Performance Analysis of SPAD-Based Optical Wireless Communication with OFDM

TL;DR

This paper presents a detailed theoretical analysis of SPAD-based optical wireless communication systems employing OFDM, focusing on the effects of nonlinearity, shot noise, and clipping, and deriving performance metrics like SNR and BER.

Contribution

It introduces an equivalent Gaussian noise channel model for SPAD-OFDM systems and provides closed-form expressions for key performance indicators, offering new insights into system operation beyond saturation.

Findings

System performance is significantly affected by SPAD nonlinearity and shot noise.

The proposed model accurately predicts SNR and BER across different power regimes.

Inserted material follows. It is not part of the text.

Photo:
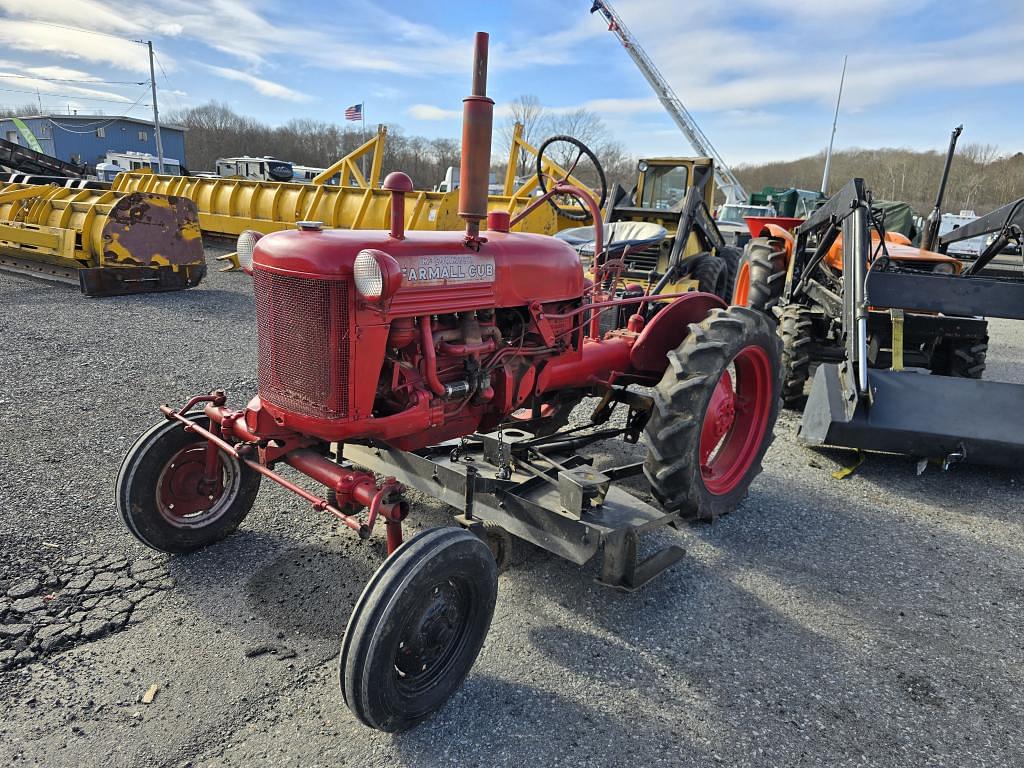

Reliable operation is achievable even beyond SPAD saturation levels.

Abstract

In recent years, there has been a growing interest in the use of single-photon avalanche diode (SPAD) in optical wireless communication (OWC). SPAD operates in the Geiger mode and can act as a photon counting receiver obviating the need for a transimpedance amplifier (TIA). Although a SPAD receiver can provide higher sensitivity compared to the traditional linear photodetectors, it suffers from the dead-time-induced nonlinearity. To improve the data rates of SPAD-based OWC systems, optical orthogonal frequency division multiplexing (OFDM) can be employed. This paper provides a comprehensive theoretical analysis of the SPAD-based OWC systems using OFDM signalling considering the effects of signal clipping, SPAD nonlinearity, and signal-dependent shot noise. An equivalent additive Gaussian noise channel model is proposed to describe the performance of the SPAD-based OFDM system. The statistics of the proposed channel model and the analytical expressions of the signal-to-noise ratio (SNR) and bit error rate (BER) are derived in closed forms. By means of extensive numerical results, the impact of the unique receiver nonlinearity on the system performance is investigated. The results demonstrate new insights into different optical power regimes of reliable operation for SPAD-based OFDM systems even well beyond SPAD saturation level.